Long-term action anticipation (LTA) is crucial in scenarios like self-driving cars and routine domestic chores. However, accurately predicting human behavior is challenging due to its ambiguity and unpredictability.

This study explores the use of large language models (LLMs) in LTA. The researchers propose that LLMs, trained on procedural text material like recipes, can provide valuable prior knowledge for long-term action anticipation. By encoding this knowledge, LLMs can help answer questions about likely future actions and the remaining steps to achieve a goal.

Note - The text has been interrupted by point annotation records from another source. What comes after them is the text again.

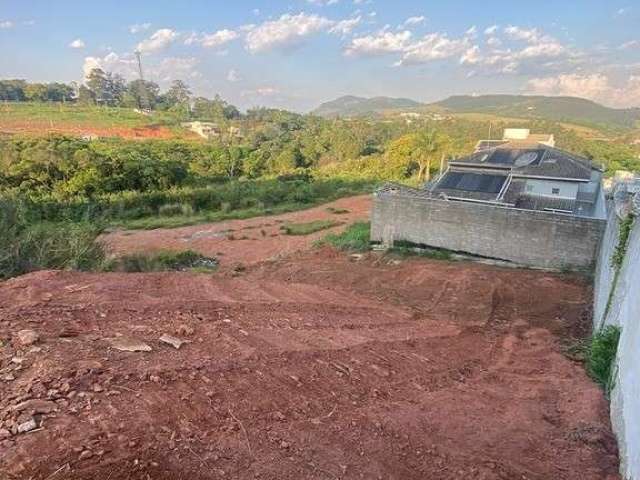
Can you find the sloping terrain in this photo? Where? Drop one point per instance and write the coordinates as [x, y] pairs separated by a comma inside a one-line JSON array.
[[568, 109], [351, 106], [316, 366]]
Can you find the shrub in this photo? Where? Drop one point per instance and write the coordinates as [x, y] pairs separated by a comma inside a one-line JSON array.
[[601, 356], [26, 247], [162, 261], [356, 237], [173, 209]]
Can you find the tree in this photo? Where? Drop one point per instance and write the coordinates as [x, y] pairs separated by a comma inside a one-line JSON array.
[[35, 92], [429, 145], [97, 83], [59, 92], [178, 93], [143, 94], [12, 90]]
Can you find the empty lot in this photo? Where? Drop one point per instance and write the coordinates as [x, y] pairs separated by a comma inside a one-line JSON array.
[[314, 366]]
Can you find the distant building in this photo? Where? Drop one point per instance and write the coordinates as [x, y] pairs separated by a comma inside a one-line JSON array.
[[204, 129], [532, 178], [519, 199]]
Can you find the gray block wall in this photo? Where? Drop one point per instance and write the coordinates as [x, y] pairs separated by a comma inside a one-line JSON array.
[[624, 312], [605, 273], [533, 238]]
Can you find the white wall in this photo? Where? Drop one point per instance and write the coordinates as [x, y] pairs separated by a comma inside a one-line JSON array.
[[624, 312], [544, 187]]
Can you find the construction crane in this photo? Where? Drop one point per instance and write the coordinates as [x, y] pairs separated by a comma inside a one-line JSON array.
[[143, 102]]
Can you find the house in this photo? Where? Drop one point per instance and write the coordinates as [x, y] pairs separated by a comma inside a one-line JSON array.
[[528, 177], [520, 200], [204, 129]]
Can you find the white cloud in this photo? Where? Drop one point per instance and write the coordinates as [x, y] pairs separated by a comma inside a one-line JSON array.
[[261, 92], [139, 27], [233, 76], [212, 40], [322, 3], [529, 35], [434, 46], [175, 68], [160, 40], [345, 27], [77, 43], [416, 20], [491, 30], [630, 44], [381, 43], [124, 65], [596, 86], [286, 32], [472, 31]]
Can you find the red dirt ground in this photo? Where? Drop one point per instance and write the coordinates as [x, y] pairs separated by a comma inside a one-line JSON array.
[[40, 128], [241, 241], [315, 366]]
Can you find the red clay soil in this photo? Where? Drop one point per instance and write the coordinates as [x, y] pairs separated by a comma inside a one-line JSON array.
[[317, 366], [241, 241], [40, 127]]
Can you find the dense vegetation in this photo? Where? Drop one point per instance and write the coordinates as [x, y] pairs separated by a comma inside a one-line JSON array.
[[601, 355]]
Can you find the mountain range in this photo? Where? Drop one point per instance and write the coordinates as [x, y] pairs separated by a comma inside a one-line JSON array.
[[568, 109]]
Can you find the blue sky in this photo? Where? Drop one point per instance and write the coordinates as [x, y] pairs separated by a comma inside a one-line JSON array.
[[298, 53]]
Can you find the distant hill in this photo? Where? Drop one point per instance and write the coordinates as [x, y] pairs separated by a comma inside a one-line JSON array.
[[351, 106], [561, 109], [569, 109]]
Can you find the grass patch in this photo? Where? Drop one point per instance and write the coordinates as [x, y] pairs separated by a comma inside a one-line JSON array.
[[153, 222], [601, 356], [27, 247], [407, 249], [163, 261], [308, 227], [356, 237], [337, 211]]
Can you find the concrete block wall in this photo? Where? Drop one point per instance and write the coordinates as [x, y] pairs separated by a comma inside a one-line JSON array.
[[534, 238], [624, 312], [605, 273]]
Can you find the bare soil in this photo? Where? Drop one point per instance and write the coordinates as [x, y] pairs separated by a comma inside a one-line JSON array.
[[38, 128], [242, 242], [315, 366]]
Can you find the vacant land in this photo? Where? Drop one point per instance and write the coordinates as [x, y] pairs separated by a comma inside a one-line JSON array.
[[242, 241], [75, 120], [318, 366]]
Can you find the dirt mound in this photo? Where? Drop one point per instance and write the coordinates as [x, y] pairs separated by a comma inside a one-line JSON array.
[[316, 366], [243, 241]]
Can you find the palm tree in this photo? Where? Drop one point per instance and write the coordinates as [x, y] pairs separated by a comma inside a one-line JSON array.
[[429, 145]]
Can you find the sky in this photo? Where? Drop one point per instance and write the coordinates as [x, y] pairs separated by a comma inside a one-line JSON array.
[[296, 54]]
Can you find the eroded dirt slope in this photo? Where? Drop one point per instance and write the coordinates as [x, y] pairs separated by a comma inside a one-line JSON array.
[[311, 367]]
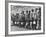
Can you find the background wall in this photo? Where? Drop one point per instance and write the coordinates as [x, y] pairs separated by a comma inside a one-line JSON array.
[[2, 18]]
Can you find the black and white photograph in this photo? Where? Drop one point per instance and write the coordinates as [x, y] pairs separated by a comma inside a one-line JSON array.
[[25, 18]]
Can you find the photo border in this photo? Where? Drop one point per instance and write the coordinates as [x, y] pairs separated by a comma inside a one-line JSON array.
[[6, 17]]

To evaluate their ideas, the researchers develop a two-stage system called AntGPT. AntGPT uses supervised action recognition algorithms to identify human activities and feeds these representations to OpenAI GPT models. The GPT models predict future actions, either using autoregressive methods or fine-tuning, depending on the LTA approach.

Quantitative and qualitative evaluations using various LTA benchmarks demonstrate the effectiveness of AntGPT in long-term action prediction. The results also show that LLMs can infer high-level objectives and perform counterfactual action anticipation.

The study suggests using language models to infer objectives, model temporal dynamics, and improve long-term action anticipation. The AntGPT framework is proposed as a comprehensive solution that integrates LLMs with computer vision algorithms. The researchers also provide insights into the design decisions, benefits, and limitations of using LLMs for LTA.

In summary, this research contributes to advancing the understanding and application of language models in long-term action anticipation tasks. It highlights the potential of LLMs to enhance predictions and improve human-machine communication in various domains.